Street in Solomianka Raion, Kyiv, Ukraine

Kiltseva Road (Кільцева дорога, Kiltseva doroha) is a street and the city bypass route in the Sviatoshynskyi, Solomianskyi and Holosiivskyi District of Kyiv, Ukraine. It is a less than a quarter of a round segment on the western outskirts of Kyiv, running along the city's administrative border beginning from Odesa Square in the south where it intersects with the M05 highway and terminating at an intersection with the M06 highway and Prospect Peremohy in the north.

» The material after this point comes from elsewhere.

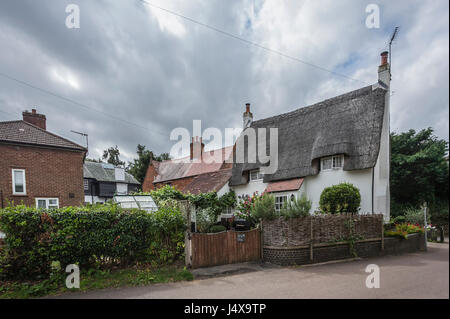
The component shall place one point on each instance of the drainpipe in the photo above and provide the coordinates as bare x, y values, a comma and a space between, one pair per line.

The road serves as the western bypass of Kyiv, forming the central part of a beltway called the Great Beltway, which as of 2022 covers the part of the city on the right bank of the Dnipro river.

The road is designated as local road T-10-27, and forms a part of European route E40.

==History==
Kiltseva Road originated in the first half of the 20th century. It was called Okruzhna [Circuit] Street, and from 1965 to 1977 it was called the Velyka Okruzhna [Great Circuit] Road. In 1977, it was connected to Velyka Okruzhna [Great Circuit] Street in Sviatoshyn (it appeared at the turn of the 19th-20th centuries, until 1965 it was called the 4th Prosika, stretched from Peremohy Avenue to the end of the building near Mykhailo Kotelnikova Street).

Kiltseva Road is the namesake of Kyiv Light Rail station Kiltseva Doroha, closed for reconstruction since 2018.